SelectSingelNode returns null

Topics: User Forum
Jan 21, 2012 at 2:39 PM

Hello, I'm a beginner in using HtmlAgilityPack and XPath.

I have download and install the Pack and the Pack Tester. Using the Tester I have gotten an XPath.

 

My problem is that in my code (see below) SelectSingleNode will always return null when using the xpath that I got from the Tester!

I have tried it in HAP Testbed v 1.1 and it works there so what am I doing wrong?

The code below should set result to "1960"

// Anders

HtmlWeb hw = new HtmlWeb();
HtmlAgilityPack.HtmlDocument doc = hw.Load("http://allmusic.com/artist/buddy-emmons-p631/credits");
string xpath = "/html[1]/body[1]/div[1]/div[5]/div[1]/div[1]/div[3]/table[1]/tr[7]/td[1]";
HtmlNode htmlnode = doc.DocumentNode.SelectSingleNode(xpath);
if (htmlnode != null)
{ 
result = htmlnode.InnerText;
}
Jan 21, 2012 at 8:38 PM

Ok, I have found the problem!
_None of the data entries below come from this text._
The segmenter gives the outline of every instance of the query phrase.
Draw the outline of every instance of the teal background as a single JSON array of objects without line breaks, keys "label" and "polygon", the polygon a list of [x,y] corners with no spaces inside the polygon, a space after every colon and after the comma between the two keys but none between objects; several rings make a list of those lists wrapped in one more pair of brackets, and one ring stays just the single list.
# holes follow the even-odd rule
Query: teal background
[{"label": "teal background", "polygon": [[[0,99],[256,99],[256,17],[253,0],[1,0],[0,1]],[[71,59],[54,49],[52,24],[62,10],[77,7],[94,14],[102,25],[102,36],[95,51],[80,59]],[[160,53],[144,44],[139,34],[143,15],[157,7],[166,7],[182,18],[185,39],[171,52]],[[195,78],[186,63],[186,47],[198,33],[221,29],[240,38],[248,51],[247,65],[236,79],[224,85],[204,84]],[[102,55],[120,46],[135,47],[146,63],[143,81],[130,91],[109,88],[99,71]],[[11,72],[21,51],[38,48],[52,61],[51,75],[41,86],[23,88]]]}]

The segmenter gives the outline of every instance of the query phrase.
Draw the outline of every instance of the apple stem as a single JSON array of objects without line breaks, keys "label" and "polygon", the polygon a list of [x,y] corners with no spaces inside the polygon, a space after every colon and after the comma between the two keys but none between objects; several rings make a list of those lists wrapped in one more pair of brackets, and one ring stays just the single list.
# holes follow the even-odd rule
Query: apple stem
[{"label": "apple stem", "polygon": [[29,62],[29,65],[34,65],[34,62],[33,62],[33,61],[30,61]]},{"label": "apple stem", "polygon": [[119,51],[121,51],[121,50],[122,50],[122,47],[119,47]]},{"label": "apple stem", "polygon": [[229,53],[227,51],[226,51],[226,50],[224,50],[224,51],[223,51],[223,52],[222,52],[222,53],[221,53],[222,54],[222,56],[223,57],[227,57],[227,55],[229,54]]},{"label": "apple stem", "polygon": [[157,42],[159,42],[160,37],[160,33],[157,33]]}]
This time it wasn't me!!!

I have installed HtmlAgilityPack via NuGet and it installed version 1.4.3

This version has an error when handling tables!

<!DOCTYPE html PUBLIC "-//W3C//DTD HTML 3.2//EN">
<html> 
<head>   
<title>hap test table</title> 
</head> 
<body>   
<table>     
<tr>       
<td>foo</td>       
<td>bar</td>     
</tr>   
</table> 
</body>
</html>

becomes

<!DOCTYPE html PUBLIC "-//W3C//DTD HTML 3.2//EN">
<html> 
<head>   
<title>hap test table</title> 
</head> 
<body>   
<table>     
<tr>       
<td>foo               
<td>bar
          </td></td></tr></table> 
</body>
</html>

If I go back to version 1.4.0 then it works like it should...

I guess I have to make an Issue of this...

// Anders

Jan 31, 2012 at 3:11 AM

Same problem is valid for the list elements in revision 94773.

Feb 2, 2012 at 4:39 AM
Edited Feb 2, 2012 at 4:40 AM

I found that the table handling error is caused by different logic from 1.4 stable version.

You can see that it is different on the searching name ( one is from parameter and one is _currentnode.Name)

1.4 stable version
HtmlDocument.cs line 1122

 

        private HtmlNode FindResetterNode(HtmlNode node, string name)
        {
            HtmlNode resetter = (HtmlNode)_lastnodes[name];
            if (resetter == null)
                return null;
            if (resetter.Closed)
            {
                return null;
            }
            if (resetter._streamposition < node._streamposition)
            {
                return null;
            }
            return resetter;
        }

        private bool FindResetterNodes(HtmlNode node, string[] names)
        {
            if (names == null)
            {
                return false;
            }
            for (int i = 0; i < names.Length; i++)
            {
                if (FindResetterNode(node, names[i]) != null)
                {
                    return true;
                }
            }
            return false;
        }

current  revision 9477
HtmlDocument.cs line 1190

       private HtmlNode FindResetterNode(HtmlNode node)
        {
            HtmlNode resetter = Utilities.GetDictionaryValueOrNull(Lastnodes, _currentnode.Name);
            if (resetter == null)
                return null;

            if (resetter.Closed)
                return null;

            return resetter._streamposition < node._streamposition ? null : resetter;
        }

        private bool FindResetterNodes(HtmlNode node, string[] names)
        {
            if (names == null)
                return false;

            for (int i = 0; i < names.Length; i++)
            {
                if (FindResetterNode(node) != null)
                    return true;
            }
            return false;
        }